Dieu chez lui

Cheikh Abu Zayed
© Raied Allehyani

Magnifique voyage à
la découverte des
plus belles
mosquées du monde

Voilà enfin comblé
une lacune
iconographique et
éditoriale. Il existait
d’innombrables
ouvrages recensant les plus beaux châteaux ou les plus belles bibliothèques du monde
mais curieusement, rien n’existait sur les plus belles mosquées du
monde. C’est à cette tâche que s’est attelée avec bonheur et disons-
le avec réussite Leyla Uluhanli. La coordinatrice de cet ouvrage nous
embarque ainsi dans un voyage architectural vertigineux devant
tant de beautés et de traditions différentes à l’image de ces
mosquées de l’ancien espace soviétique et notamment celle de
Bakou en Azerbaïdjan qu’elle observa jeune et contribua
indiscutablement à forger la passion qu’elle a aujourd’hui couchée
sur le papier.

Qu’elle soit rouge en Inde, bleue cobalt à Samarkand, blanche à
Doha ou rose à Chiraz, la mosquée est avant tout la rencontre entre
un bâtiment et une idée.

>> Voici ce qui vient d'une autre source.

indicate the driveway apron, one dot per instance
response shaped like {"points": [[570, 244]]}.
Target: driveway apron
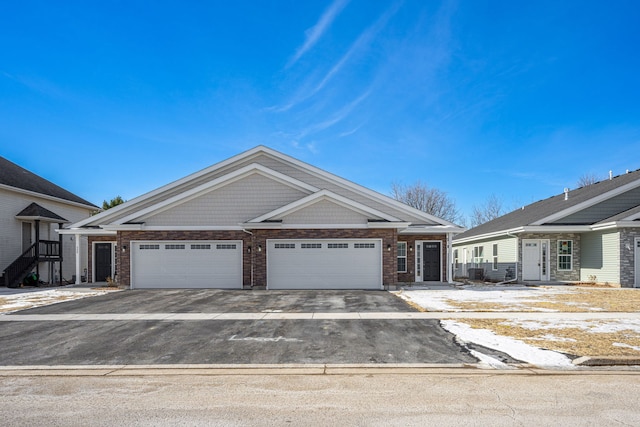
{"points": [[332, 336]]}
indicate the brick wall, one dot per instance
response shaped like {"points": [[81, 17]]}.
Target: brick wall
{"points": [[258, 275]]}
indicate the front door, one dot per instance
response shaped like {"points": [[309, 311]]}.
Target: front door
{"points": [[103, 261], [637, 263], [431, 264], [26, 236], [535, 259]]}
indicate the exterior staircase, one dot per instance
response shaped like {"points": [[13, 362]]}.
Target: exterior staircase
{"points": [[42, 251]]}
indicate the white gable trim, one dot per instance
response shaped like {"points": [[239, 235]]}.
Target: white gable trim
{"points": [[320, 196], [588, 203], [355, 187], [215, 184]]}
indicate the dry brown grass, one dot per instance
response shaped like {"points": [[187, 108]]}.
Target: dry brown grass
{"points": [[577, 300], [575, 341]]}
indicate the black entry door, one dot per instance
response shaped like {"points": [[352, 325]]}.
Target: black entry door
{"points": [[431, 254], [103, 262]]}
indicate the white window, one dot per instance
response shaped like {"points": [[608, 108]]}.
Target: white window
{"points": [[402, 257], [311, 246], [565, 255], [338, 245], [226, 246], [478, 255], [149, 247], [174, 246], [200, 246], [364, 245], [494, 267]]}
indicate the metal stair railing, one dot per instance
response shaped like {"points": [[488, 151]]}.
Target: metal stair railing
{"points": [[18, 269]]}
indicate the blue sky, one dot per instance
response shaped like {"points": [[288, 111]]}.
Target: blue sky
{"points": [[514, 98]]}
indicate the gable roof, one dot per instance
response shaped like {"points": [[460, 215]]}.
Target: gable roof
{"points": [[549, 213], [319, 196], [275, 165], [14, 176], [36, 212]]}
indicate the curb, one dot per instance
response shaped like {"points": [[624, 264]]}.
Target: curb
{"points": [[607, 361], [297, 369]]}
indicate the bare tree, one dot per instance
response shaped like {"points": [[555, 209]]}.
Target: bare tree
{"points": [[487, 211], [587, 179], [430, 200]]}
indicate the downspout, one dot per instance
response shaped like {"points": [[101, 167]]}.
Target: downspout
{"points": [[449, 257], [515, 274], [250, 248], [77, 237]]}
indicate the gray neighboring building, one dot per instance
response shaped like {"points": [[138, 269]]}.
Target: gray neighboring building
{"points": [[31, 210], [590, 234]]}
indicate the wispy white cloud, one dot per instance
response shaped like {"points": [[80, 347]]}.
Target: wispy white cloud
{"points": [[314, 33], [361, 43], [339, 116]]}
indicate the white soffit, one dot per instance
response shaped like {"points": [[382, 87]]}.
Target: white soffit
{"points": [[321, 196], [588, 203], [216, 184]]}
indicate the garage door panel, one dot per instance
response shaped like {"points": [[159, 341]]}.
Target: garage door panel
{"points": [[324, 264], [183, 264]]}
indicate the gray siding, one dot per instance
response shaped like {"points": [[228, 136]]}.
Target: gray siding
{"points": [[604, 210], [230, 205], [325, 212], [506, 258], [600, 257]]}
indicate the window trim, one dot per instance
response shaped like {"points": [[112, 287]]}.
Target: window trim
{"points": [[403, 257], [562, 255], [494, 265]]}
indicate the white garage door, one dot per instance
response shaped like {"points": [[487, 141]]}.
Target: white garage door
{"points": [[324, 264], [186, 264]]}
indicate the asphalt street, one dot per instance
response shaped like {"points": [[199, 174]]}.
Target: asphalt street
{"points": [[457, 398]]}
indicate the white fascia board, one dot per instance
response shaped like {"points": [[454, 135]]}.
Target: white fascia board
{"points": [[130, 205], [216, 184], [47, 197], [615, 224], [357, 188], [320, 196], [555, 228], [192, 228], [526, 229], [86, 231], [431, 229], [588, 203]]}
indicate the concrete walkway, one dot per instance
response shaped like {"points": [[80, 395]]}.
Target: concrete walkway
{"points": [[320, 316]]}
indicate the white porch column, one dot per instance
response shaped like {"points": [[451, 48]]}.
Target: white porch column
{"points": [[449, 257], [77, 238]]}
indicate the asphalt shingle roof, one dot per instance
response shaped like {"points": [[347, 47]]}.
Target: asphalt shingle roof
{"points": [[15, 176], [534, 212]]}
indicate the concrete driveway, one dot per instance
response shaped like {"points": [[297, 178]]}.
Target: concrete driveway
{"points": [[73, 333]]}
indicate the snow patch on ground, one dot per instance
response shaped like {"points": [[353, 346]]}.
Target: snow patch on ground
{"points": [[12, 302], [515, 348], [510, 298]]}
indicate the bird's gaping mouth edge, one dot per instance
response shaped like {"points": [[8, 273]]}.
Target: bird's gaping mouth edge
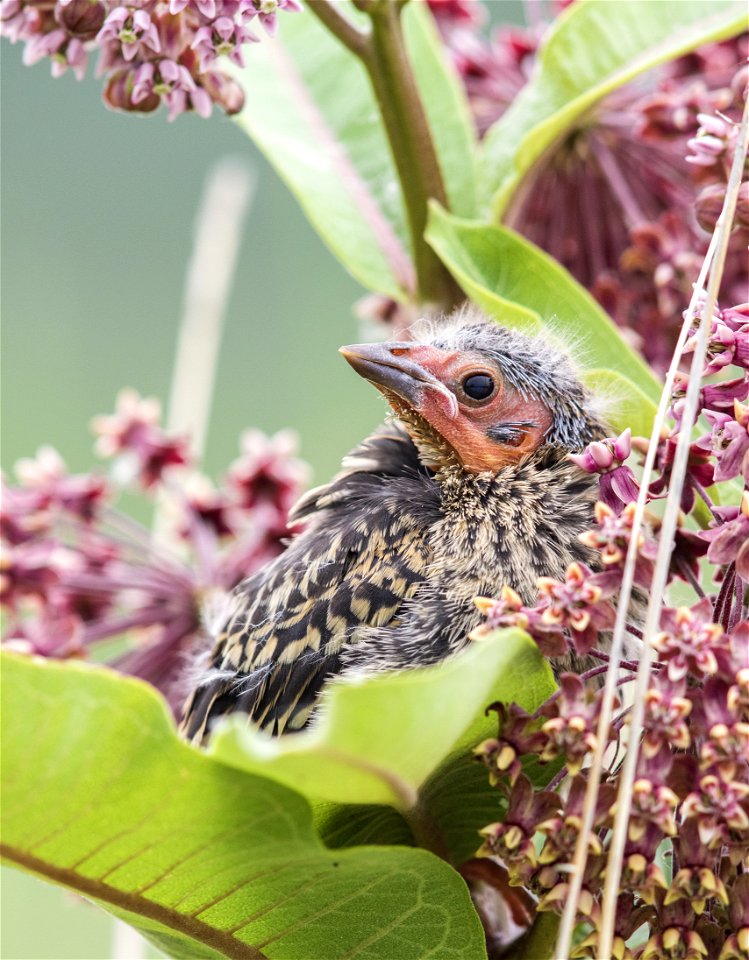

La forme importe peu. C’est le second
calife, Omar, qui consigna en 638 la forme architecturale de la
mosquée en prenant comme modèle celle de Kufa en Irak. Cette
décision constitua le début d’une longue histoire ininterrompue de
monuments prodigieux dont l’essor fut favorisé par…les femmes ! «
Diverses sources historiques et archives de fondations pieuses ainsi que
des épitaphes présentes en Asie centrale, Iran et terres ottomanes,
attestent que l’élite féminine a joué un grand rôle dans la fondation des
mosquées »
écrit ainsi Renata Holod, professeur d’art islamique à
l’université de Pennsylvanie.

Très vite et l’usage en est resté, la mosquée et ses transformations
architecturales servent d’instruments de pouvoir. En Afrique du
Nord, elle devient une « véritable vitrine offerte aux écoles doctrinales
rivales »
selon Heather Ecker, professeur d’art et d’archéologie à
l’université Columbia de New York. En Iran, l’ayvan, ce grand espace
vouté dont trois côtés sont fermés et le quatrième s’ouvrant sur un
espace public permet, comme dans la mosquée de l’Imam construite
par le chah Abbas le Grand au début du 17e siècle, à la fois de voir
mais aussi d’être vu. Enfin, la récente mosquée Cheikh Zayed à Abou
Dhabi capable d’accueillir 40 000 fidèles, doit incontestablement
traduire la puissance de l’émir.

L’ouvrage montre également – et il est important de le dire par ces
temps agités – que si les religions se sont combattues tout au long
de l’histoire, elles se sont également imprégnées de la culture de
l’autre. A l’instar de la gastronomie ou de la langue, l’architecture
religieuse en fut l’un des témoignages les plus éclatants. Il n’y a qu’à
voir pour cela la Giralda, ce minaret de la mosquée sévillane
devenue une cathédrale après la Reconquista, la grande mosquée de
Damas qui emprunte beaucoup à l’art byzantin ou le portail d’entrée
de la Grande mosquée de Mahdia en Tunisie qui s’inspire fortement
de l’arc de triomphe romain.

Des explosions de couleurs de la mosquée du cheikh Loftallah à
Ispahan à l’innovation architecturale de la grande mosquée de
Samarra avec sa rampe hélicoïdale qui a quelque chose de biblique,
on ressort ébloui d’un tel voyage et fasciné par tant de raffinement.
Mais surtout, ce livre nous prouve que l’homme a également été
capable, au nom de Dieu, d’accomplir des choses d’une beauté inouïe
et d’atteindre l’impossible.

Par Laurent Pfaadt

Leyla Uluhanli, Mosquées,
Citadelle & Mazenod, 308 p.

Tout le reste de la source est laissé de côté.